Milt Freudenhiem gets to chat with Marty Wygod, and what he wants to talk about is how WebMD Health “Wants to Go Beyond Information”. WebMD is the old consumer web businesses of WebMD plus the private-labeled consumer sites they run for health plans and employers. Now while you could have (or maybe did) read all about WebMD Health’s strategy on THCB last year (hey the Times is only 6 months late so we’ll be charitable), the weird thing is why it’s being featured.

After all EmDeon, which is the old WebMD’s businesses that comprises the old Envoy claims transaction system and the older Medical Manager practice management system, and the Porex plastics company that was Wygod’s original holding company, still owns most of WebMD Health. Plus it’s vastly bigger. The web business brought in $4 million profit on $45m in revenue last quarter (or an annual run rate of $200m). Pretty decent growth from a $120m business in FY 2004, but not exactly Google-type margins. Meanwhile the real revenue (some $1.2 bn annual run rate) is in the old transaction services and practice management systems. Although the margins there are of course much lower (under 4% compared to 10% on the web side).

Now they say they want to sell off the transaction business and the practice management part. Which leaves them the WebMD Health web business and the plastics company. This is full circle. WebMD was originally a fake web-company. It couldn’t make its core web services work (either technically or as a business), so it took the logical approach of converting its incredible bubble stock price into the acquisition of MedEAmerica, Envoy, Medical Manager and a few other companies that had actual businesses. Now with Web2.0 emerging, and health plans finally deciding that they do give a rats arse about their customers’ online experience, it’s going back to being a web company.

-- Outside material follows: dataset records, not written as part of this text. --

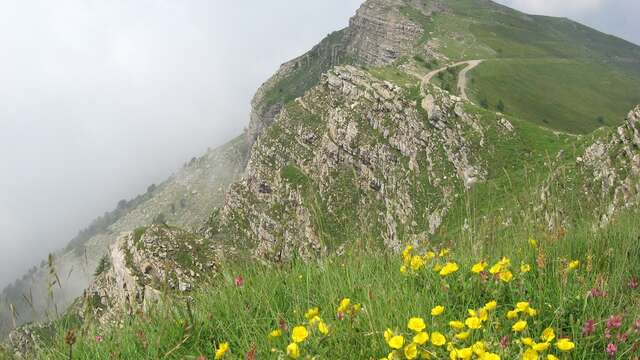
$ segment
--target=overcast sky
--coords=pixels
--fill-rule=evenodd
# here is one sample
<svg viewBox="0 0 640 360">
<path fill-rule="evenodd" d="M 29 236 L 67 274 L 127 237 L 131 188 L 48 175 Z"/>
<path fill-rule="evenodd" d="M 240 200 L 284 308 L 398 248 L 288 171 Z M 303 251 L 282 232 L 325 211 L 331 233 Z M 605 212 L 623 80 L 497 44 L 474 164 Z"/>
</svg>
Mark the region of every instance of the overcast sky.
<svg viewBox="0 0 640 360">
<path fill-rule="evenodd" d="M 637 0 L 503 0 L 640 42 Z M 360 0 L 0 0 L 0 287 L 241 133 Z"/>
</svg>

The key issue though is that it’s doing it as an ASP, and it’ll be putting its client health plans’ members’ data on its own servers. That potentially gives it lots of power, which is whey health plans were afraid of it back in the late 1990s and created a fake competitor to it called….(forgot the name, answers on a post card please) Medunite (thanks!) which they later disbanded. Theoretically WebMD could be moving clients between plans as they own the relationship. So it’s an interesting concept, and they have enough tools that they could get it — the consumer eHealth experience — right eventually.

But all the same, 10 years to build a web business that’s $200m in revenue.  Given the amount of cash Marty Wygod already had, it barely seems that all this chopping and changing to come out with a small web company justitfies the brain damage of the last decade. And furthermore, is it really worthy of a NYT exclusive profile?